Collaboration aims to reduce animal use in drug safety testing

Roughly a third of drug candidates fail in the first phase of clinical trials, often due to unanticipated toxic effects that weren’t apparent in animal tests. A consortium co-led by Broad Institute scientists is building tools and datasets to reduce the need for animal testing in drug and agricultural chemical development.

Launched in 2023 by Broad, the non-profit Health and Environmental Sciences Institute (HESI Global), and scientific partners spanning industry, government, academia, and other research institutes, and catalyzed by a grant from the Massachusetts Life Sciences Center, the Omics for Assessing Signatures for Integrated Safety (OASIS) consortium is using cell-based models and integrating cutting-edge cellular, transcriptomic, proteomic, and AI and machine learning technologies to better predict damaging effects of various compounds on the liver.

OASIS includes more than 50 partner groups and is two years into its initial three-year pilot phase. The researchers are testing compounds on multiple cell models, and are now producing and sharing datasets from their first rounds of experiments.

Consortium members are optimistic that their work will lead to tools and data resources that can make drug and agricultural chemical testing systems more accurate, efficient, and cost-effective, with the goal to reduce the reliance on laboratory animals while having more human-relevant data.

“Despite our reliance on them, animal tests often fail to accurately predict impact on humans,” said Shantanu Singh, an OASIS co-leader and senior group leader in the Imaging Platform at the Broad Institute. “Our goal now is to use all these -omic profiles to help reduce animal testing while improving early stage compound safety assessment and creating a public resource for the scientific community.”

“To improve safety testing, we need lots of data, and we’re grateful for our fellow consortium members who contribute resources, expertise, and experimental systems to the effort,” said Anne Carpenter, the public sector lead of OASIS and senior director of the Imaging Platform at the Broad, where she is also an institute scientist. “Only by working together can we achieve the shared goal of improving the way drugs are tested for safety.”

About a decade ago, Broad scientists including Carpenter developed a microscopy assay called Cell Painting, which uses fluorescent dyes to capture images of cells that reflect the cells’ response to treatments such as drug or genetic perturbations. It is already used throughout the pharmaceutical industry to discover the causes of and treatments for disease, but recently the team recognized the potential of Cell Painting, along with transcriptomic and proteomic methods, for toxicity testing. In 2023, they teamed up with HESI’s Emerging Systems Toxicology for the Assessment of Risk (eSTAR) Committee to secure funding from Massachusetts Life Sciences Center and launch the OASIS consortium.

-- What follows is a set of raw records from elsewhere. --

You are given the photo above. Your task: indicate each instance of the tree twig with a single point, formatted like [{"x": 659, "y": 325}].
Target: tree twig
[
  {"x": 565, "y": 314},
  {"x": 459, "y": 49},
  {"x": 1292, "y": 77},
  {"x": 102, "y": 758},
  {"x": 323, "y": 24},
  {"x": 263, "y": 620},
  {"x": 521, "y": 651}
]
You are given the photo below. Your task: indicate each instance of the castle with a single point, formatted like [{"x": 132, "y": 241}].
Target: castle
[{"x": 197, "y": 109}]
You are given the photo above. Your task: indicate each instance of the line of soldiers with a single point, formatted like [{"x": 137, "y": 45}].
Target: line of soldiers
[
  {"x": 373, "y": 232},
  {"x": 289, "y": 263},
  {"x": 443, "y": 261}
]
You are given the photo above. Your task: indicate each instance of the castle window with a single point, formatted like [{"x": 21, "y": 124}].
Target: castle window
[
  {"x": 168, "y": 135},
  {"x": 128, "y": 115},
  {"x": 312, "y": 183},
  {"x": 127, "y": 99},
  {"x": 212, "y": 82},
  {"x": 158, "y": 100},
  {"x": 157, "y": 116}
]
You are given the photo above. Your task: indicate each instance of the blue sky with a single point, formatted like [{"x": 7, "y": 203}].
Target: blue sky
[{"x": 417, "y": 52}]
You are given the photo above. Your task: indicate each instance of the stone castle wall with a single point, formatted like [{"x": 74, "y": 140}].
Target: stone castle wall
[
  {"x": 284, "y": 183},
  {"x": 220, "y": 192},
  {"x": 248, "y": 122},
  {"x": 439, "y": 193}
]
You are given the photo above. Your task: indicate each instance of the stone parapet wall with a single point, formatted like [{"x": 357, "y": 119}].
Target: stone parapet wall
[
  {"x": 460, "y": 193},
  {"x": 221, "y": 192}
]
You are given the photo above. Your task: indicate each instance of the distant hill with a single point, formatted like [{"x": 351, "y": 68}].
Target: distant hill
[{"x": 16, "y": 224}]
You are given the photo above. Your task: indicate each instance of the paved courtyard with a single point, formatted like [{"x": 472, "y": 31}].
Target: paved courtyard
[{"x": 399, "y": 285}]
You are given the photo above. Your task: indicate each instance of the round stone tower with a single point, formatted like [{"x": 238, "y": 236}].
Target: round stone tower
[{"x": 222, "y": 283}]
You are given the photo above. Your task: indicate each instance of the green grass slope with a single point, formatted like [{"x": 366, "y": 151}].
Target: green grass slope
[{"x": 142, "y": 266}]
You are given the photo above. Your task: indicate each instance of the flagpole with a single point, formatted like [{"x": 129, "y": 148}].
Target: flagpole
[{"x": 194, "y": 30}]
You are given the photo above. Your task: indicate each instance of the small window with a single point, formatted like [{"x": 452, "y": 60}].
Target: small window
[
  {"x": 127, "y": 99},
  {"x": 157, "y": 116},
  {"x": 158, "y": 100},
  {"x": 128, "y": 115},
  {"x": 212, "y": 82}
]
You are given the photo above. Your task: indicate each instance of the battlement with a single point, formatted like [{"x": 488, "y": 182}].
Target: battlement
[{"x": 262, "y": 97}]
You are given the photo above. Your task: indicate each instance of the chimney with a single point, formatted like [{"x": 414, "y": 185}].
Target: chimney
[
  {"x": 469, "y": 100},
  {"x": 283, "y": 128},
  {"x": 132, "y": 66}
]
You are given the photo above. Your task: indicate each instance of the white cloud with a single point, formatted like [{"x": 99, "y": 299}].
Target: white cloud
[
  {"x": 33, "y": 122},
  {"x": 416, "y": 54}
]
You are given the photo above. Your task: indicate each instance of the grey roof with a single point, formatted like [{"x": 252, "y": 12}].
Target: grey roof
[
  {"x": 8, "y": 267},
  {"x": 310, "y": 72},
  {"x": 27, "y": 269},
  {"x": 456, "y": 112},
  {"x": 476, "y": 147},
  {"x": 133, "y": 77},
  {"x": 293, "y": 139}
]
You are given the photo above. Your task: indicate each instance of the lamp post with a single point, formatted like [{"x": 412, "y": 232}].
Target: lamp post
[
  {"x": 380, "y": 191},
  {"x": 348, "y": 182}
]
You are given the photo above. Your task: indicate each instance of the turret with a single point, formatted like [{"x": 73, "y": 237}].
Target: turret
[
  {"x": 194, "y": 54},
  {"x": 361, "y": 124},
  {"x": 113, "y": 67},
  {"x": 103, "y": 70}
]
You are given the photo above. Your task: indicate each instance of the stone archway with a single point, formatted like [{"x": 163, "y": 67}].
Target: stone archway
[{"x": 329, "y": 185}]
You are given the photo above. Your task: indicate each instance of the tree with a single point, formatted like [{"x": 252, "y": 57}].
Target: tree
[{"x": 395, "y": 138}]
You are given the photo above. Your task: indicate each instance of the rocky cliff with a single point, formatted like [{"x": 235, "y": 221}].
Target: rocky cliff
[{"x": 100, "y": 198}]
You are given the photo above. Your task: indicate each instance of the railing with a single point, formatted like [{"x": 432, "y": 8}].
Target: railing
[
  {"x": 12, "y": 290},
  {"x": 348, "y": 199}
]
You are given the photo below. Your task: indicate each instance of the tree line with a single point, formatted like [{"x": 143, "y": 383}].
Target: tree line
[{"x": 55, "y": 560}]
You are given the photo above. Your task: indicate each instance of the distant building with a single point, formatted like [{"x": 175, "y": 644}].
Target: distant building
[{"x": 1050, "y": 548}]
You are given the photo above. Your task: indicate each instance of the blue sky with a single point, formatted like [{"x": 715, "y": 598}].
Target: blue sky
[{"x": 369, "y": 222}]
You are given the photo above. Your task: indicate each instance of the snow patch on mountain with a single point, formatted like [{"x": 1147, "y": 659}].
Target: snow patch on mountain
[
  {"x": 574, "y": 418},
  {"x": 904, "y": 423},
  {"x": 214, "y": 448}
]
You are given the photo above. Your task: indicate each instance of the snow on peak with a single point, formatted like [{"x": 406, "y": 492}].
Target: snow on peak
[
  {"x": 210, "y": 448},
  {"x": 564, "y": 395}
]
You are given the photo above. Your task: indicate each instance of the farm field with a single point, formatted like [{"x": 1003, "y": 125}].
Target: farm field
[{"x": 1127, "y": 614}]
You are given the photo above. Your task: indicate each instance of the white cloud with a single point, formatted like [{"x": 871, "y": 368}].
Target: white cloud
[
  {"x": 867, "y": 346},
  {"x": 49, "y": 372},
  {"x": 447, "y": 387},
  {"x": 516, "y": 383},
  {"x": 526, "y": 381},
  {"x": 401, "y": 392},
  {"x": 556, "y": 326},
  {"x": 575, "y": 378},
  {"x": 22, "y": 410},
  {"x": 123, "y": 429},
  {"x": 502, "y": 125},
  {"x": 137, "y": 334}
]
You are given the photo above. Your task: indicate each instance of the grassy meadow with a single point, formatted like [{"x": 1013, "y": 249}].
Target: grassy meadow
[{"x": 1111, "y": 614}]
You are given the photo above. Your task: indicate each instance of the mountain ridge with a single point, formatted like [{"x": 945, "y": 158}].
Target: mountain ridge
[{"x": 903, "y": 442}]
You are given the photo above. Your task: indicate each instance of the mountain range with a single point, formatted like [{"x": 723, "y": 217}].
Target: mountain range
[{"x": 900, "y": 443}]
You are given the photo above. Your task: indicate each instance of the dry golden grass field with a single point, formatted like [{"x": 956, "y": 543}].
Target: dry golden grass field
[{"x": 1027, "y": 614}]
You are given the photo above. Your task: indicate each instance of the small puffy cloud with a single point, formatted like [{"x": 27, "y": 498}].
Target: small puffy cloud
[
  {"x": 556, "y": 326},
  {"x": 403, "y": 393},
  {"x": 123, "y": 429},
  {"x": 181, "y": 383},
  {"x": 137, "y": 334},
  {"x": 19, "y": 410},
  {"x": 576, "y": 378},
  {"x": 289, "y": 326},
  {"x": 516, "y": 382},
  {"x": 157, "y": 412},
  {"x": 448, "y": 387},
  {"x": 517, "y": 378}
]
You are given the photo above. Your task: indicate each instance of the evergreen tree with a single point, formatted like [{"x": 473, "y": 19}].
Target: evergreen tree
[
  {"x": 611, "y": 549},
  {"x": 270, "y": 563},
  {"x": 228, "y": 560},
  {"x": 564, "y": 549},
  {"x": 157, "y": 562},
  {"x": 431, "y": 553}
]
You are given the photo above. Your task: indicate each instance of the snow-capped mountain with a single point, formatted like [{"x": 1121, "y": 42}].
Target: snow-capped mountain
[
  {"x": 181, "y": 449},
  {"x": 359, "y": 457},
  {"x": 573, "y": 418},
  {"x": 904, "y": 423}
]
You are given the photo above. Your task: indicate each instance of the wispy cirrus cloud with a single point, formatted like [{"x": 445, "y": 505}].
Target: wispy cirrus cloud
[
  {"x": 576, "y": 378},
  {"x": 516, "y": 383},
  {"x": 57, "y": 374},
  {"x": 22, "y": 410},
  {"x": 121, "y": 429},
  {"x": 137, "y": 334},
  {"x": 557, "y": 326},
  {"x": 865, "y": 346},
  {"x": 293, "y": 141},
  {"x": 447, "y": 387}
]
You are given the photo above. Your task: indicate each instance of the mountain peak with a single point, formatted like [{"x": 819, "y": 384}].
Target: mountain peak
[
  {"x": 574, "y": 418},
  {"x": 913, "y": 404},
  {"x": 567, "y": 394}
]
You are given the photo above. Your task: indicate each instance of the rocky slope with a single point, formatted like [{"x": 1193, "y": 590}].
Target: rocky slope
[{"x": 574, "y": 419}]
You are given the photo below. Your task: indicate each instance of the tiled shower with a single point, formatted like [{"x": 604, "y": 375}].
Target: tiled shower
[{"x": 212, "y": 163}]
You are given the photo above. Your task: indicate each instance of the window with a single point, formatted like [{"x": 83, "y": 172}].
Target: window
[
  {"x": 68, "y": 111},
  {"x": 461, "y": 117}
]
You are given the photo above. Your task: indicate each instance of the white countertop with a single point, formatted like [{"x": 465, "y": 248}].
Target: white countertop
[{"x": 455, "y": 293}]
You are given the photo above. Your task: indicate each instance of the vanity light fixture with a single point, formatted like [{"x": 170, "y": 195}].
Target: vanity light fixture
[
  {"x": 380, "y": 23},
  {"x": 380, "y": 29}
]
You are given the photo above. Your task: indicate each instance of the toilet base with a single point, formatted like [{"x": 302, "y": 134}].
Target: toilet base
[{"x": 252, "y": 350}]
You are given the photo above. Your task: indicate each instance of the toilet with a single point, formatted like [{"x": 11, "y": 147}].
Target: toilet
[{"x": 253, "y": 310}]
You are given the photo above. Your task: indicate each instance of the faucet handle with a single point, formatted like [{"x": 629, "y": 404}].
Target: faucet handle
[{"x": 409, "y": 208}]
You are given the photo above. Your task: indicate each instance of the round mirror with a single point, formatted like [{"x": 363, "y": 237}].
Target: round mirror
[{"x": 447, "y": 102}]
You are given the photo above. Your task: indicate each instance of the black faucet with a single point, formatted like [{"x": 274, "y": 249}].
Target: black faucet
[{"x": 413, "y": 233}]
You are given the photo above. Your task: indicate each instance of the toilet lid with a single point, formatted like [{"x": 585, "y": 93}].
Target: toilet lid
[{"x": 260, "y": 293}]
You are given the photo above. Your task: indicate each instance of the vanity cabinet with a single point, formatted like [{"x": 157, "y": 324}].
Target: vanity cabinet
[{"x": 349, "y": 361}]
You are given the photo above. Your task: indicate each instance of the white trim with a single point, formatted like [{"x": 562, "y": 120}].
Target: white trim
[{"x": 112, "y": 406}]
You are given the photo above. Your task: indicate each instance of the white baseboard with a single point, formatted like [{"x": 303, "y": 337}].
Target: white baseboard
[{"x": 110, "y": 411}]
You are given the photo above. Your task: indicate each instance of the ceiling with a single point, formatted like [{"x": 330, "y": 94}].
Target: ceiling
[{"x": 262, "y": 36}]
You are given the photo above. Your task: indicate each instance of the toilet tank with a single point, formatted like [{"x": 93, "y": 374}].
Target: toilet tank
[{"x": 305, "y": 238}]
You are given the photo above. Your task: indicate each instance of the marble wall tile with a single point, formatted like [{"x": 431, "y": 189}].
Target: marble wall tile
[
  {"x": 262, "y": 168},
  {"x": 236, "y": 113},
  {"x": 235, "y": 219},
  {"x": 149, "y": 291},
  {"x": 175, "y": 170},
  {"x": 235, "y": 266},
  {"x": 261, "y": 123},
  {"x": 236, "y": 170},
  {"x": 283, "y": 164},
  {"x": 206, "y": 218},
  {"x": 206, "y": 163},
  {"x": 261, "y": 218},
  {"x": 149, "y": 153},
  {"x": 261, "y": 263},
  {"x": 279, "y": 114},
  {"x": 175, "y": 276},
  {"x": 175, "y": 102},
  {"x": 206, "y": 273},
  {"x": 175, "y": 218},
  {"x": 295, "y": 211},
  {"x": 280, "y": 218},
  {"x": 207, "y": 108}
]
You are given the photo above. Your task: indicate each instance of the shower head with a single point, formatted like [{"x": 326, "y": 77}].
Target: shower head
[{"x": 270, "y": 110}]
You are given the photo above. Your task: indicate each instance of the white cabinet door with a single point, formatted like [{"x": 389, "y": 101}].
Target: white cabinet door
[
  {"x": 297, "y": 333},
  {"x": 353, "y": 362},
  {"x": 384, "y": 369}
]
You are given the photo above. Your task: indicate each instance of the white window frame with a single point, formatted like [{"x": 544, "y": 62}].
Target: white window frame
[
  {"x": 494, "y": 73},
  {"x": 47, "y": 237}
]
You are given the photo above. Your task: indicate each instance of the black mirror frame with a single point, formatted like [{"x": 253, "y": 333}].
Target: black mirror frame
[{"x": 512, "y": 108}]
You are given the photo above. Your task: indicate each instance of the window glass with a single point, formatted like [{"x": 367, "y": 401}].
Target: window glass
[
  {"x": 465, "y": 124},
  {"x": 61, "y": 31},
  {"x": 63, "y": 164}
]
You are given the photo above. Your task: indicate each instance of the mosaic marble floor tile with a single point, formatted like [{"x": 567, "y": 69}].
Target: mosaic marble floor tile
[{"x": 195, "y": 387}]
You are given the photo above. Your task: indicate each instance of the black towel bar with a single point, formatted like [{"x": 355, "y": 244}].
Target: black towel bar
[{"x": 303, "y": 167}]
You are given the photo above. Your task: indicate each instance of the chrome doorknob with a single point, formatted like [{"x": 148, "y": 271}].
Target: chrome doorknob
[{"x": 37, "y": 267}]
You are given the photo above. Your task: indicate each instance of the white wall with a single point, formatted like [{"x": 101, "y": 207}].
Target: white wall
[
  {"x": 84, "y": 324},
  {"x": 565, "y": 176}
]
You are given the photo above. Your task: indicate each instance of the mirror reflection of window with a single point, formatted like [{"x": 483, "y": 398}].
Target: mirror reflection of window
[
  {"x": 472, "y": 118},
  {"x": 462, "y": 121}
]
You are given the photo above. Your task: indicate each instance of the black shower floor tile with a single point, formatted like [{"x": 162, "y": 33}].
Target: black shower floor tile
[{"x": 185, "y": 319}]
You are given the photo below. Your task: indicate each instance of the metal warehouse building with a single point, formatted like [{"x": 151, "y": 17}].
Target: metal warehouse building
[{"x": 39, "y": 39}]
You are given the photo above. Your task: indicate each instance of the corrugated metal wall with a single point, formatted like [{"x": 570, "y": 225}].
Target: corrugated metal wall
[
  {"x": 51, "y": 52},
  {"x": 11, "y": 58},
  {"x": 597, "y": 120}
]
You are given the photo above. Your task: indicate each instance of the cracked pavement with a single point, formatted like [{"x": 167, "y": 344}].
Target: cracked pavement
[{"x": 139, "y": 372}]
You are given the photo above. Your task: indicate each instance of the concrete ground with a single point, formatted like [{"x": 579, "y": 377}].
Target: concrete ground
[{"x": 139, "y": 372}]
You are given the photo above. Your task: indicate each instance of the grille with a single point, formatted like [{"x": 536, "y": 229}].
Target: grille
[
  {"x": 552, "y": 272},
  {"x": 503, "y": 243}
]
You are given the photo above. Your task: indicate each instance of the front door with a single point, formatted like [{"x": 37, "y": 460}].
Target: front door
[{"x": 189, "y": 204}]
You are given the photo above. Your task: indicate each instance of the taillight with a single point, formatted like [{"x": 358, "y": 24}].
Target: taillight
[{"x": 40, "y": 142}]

During the consortium’s first three-year phase, members have identified roughly 1,500 compounds that have previously been tested for toxicity in animals or humans, including pharmaceuticals, industrial chemicals, and pesticides. They will then expose different liver cell models in the lab to those compounds and generate Cell Painting, proteomic, and transcriptomic data. They will use that data to train machine learning models to recognize profiles of cellular response to toxic compounds. The eventual goal is to run the same analyses on untested compounds and produce profiles that accurately predict whether those compounds would damage the liver in humans, while minimizing the need for animal tests.

One of the project’s first efforts was to locate, gather, and harmonize existing datasets from many different resources and to build partnerships with companies willing to share that data.

In addition, Broad scientists have used Cell Painting to measure the effect of their compound collection on two cell models, and they are starting to share those results with the scientific community. They’ve also shared work comparing machine learning-based models for predicting drug-induced liver injury. Other consortium members are using transcriptomic and proteomic assays to analyze the changes in proteins and gene activity after exposing cells to various compounds.

OASIS has also shared the list of compounds, so that groups or companies looking to get involved can easily procure them and launch experiments using their own cell models or assays and contribute data to the effort.

“The data we are generating from our first phase will build a strong foundation that’s based on as many different physiologically relevant models as possible and on a core set of compounds that we think are most informative,” said Singh.

Project leaders plan to complete data collection and then refine their machine learning models, in addition to welcoming more member groups that can contribute compounds, cell models, or assays. Members get access not only to valuable data, but also to this unique community, Singh said. “There’s a strategic value in being part of this scientific think tank, and there’s so much to be learned by shaping this effort together,” he added.